When I learned about Docker
I first learned about Docker when I started my internship at FWE, in the summer of 2015. My manager at the time saw my eagerness to use Linux and related tools. I was the only person in the company running Linux on the work laptop. He also saw the popularity of containers and by extension docker blowing up on Hacker News, he tasked me with learning how it worked.
At the time we were looking to transition away from our current ticket system to something new. We eventually moved to Jira , but before that we experiemented with a few different open source offerings. This was a good way to play with Docker.
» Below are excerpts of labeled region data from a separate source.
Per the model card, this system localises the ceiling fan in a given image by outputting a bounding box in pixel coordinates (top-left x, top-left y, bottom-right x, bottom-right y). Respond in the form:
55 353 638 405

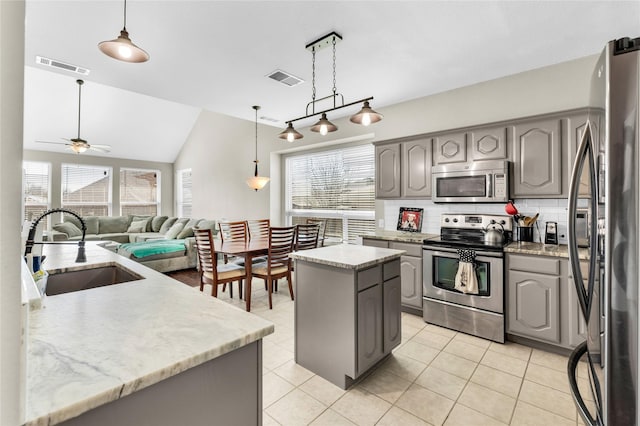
36 80 111 154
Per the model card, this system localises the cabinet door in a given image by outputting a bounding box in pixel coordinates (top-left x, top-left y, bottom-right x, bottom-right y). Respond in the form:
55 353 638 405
469 126 513 161
382 277 402 354
357 284 382 374
400 256 422 309
507 270 560 343
433 133 467 165
512 118 562 198
376 143 400 198
401 139 433 197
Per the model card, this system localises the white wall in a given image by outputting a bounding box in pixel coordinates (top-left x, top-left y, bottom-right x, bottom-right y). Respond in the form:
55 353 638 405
0 0 25 425
23 150 175 216
175 55 597 225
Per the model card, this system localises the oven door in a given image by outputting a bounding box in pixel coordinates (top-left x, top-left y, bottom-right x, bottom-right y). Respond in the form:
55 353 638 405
422 246 504 314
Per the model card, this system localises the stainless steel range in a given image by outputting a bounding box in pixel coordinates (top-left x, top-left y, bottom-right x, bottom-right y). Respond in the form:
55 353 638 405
423 213 513 343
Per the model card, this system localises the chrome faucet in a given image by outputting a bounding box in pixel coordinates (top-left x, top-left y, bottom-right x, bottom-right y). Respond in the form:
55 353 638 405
24 209 87 263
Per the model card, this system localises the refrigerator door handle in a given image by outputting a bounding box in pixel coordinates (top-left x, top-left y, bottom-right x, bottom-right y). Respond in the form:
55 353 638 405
567 341 604 426
568 121 598 321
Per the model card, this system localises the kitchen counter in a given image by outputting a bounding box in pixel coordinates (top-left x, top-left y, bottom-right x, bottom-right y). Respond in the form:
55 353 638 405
362 229 440 244
289 244 405 270
504 241 589 260
25 243 274 425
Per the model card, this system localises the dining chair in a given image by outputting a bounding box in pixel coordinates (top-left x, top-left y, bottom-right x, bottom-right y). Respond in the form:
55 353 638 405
307 217 327 247
247 219 271 240
249 226 296 309
193 228 247 299
294 223 320 251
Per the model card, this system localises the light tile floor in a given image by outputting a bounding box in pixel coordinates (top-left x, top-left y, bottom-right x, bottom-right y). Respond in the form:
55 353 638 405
196 280 587 426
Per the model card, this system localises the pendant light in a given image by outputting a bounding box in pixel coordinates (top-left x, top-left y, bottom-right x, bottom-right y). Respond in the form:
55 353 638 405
247 105 269 192
278 32 383 142
98 0 149 62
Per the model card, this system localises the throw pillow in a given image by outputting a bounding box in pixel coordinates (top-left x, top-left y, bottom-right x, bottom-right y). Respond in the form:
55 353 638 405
151 216 169 232
158 217 178 234
53 222 82 238
164 223 185 240
127 220 148 234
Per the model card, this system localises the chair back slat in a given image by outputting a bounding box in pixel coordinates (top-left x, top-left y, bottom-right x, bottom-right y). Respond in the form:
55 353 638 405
247 219 271 240
307 217 327 247
268 226 296 268
295 223 320 251
193 228 217 274
218 220 249 241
At this point Docker Hub was around a year old. This meant there wasn’t as robust of an ecosystem for easily deployable images. I was attempting to depoy Redmine , I did find a couple of dockerfiles floating around Github, for it. I used them as reference but decided to try it myself. After learning how to make images, I went on to make many more.
Docker Basics
What is Docker
Without going further, I figure I should explain what Docker is. When I say Docker, I am actually referring to the Docker Engine. At its core you have dockerd this is the actual daemon running the containers. You can interface with it by using the docker the client CLI program bundled with the engine, or you can acess it via API.
By default dockerd listens on a unix socket unix:///var/run/docker.sock
. I have seen some pretty cool things done with this, for exampe Portainer
a web UI for managing docker. Can be ran as a child container of the engine it interfaces with. This done by mounting in docker.sock into the portainer container.